Zimbabwe’s government has agreed to pay outstanding cash bonuses, bringing an end to a brief sit-in protest by public workers, union leaders and a government minister said.
“The issue that we were clamouring for, which is the cash payment of bonuses, has been accepted,” said Raymond Majongwe, secretary general of Progressive Teachers Union of Zimbabwe.
“Payments for our bonuses in cash will be starting in April, so we have called off the strike,” Richard Gundeni from the Zimbabwe Teachers Association told DPA.
Doctors called off a three-week strike on Sunday after the government approved increased allowances and created 250 new jobs, the same day President Robert Mugabe returned from medical leave in Singapore.
Civil service unions said the 2016 bonuses would be staggered, starting with the army, doctors and nurses being paid in April, police in May and teachers in June.
Prisca Mupfumira, the public service and labour minister, confirmed the bonus agreement with the unions.

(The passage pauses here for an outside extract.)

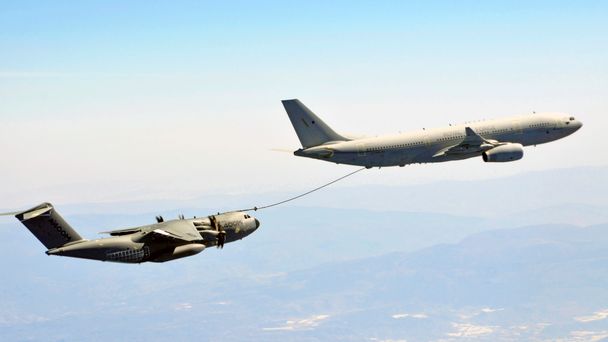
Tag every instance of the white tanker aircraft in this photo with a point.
(499, 140)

Finance Minister Patrick Chinamasa has previously said the government requires $180mn for bonuses.
The southern African nation had failed to pay civil servants their bonuses due to a lack of funds.
An offer to substitute the bonus with land was rejected by unions.
Reuters earlier saw signs that the sit-in was not being adhered to everywhere.
At the government registry in the capital Harare, officials were issuing passports and birth certificates as normal, while teachers taught lessons at schools in the city centre.
Some teachers said they had not joined the strike after it started today to give negotiations a chance.
Unions said 90% of rural teachers participated in the strike.
Union officials were not available to comment on how many other civil servants heeded the strike call.
Last July government operations were brought to a halt after a public sector strike coincided with a stay at home rallying call by social media groups.
Meanwhile, medical union representatives said the government had partially met their demands for better pay and working conditions.
They said doctors also returned to work because they were concerned about high mortality levels at hospitals during the strike.
Hospitals in Zimbabwe have been at a standstill since the middle of February with admissions suspended, many wards cleared of patients and non-critical casualty cases turned away after nurses joined the action.
State hospitals cater to the majority of Zimbabweans who cannot afford private hospitals.
The country had one of Africa’s best healthcare systems, but many health professionals have left during the country’s economic crisis over the last 15 years.
“We have resumed our duties. All the doctors are back at work,” Edgar Munatsi, president of the Hospital Doctors Association, told AFP. “We came to the decision on compassionate grounds after our meeting with the government failed to address our grievances.
“We were moved by the plight of the suffering patients. The mortality rate in the hospitals was going up and it appeared the government was not concerned,” he added.
No mortality figures were available from the government or the doctors’ union.
The strike centred on demands for higher allowances and job guarantees for junior doctors.
The state-owned Herald newspaper said some allowances had been increased for medical staff.
An AFP correspondent in Harare observed last week that most wards at Parirenyatwa, Zimbabwe’s main state hospital, were empty.
At the Mpilo hospital in the second city of Bulawayo, a small number of senior doctors attended to patients.
Zimbabwe’s economy shrank by an estimated 0.3% last year and will contract by 2.5% in 2017, according to the International Monetary Fund (IMF).
The southern African country is still struggling to recover from the 1999-2008 recession, sparked partly by the expropriation of experienced white farmers, which cut the economy by half and forced the government to replace the inflated currency with the US dollar in 2009.
More than 80% of the workforce scrape a living in the informal sector, a situation that deprives the government of tax income.
Mugabe, 83, has faced increasing protests about the state of the economy.
Last year, his security forces quelled a series of street protests in Harare against his regime and the country’s dire economic plight.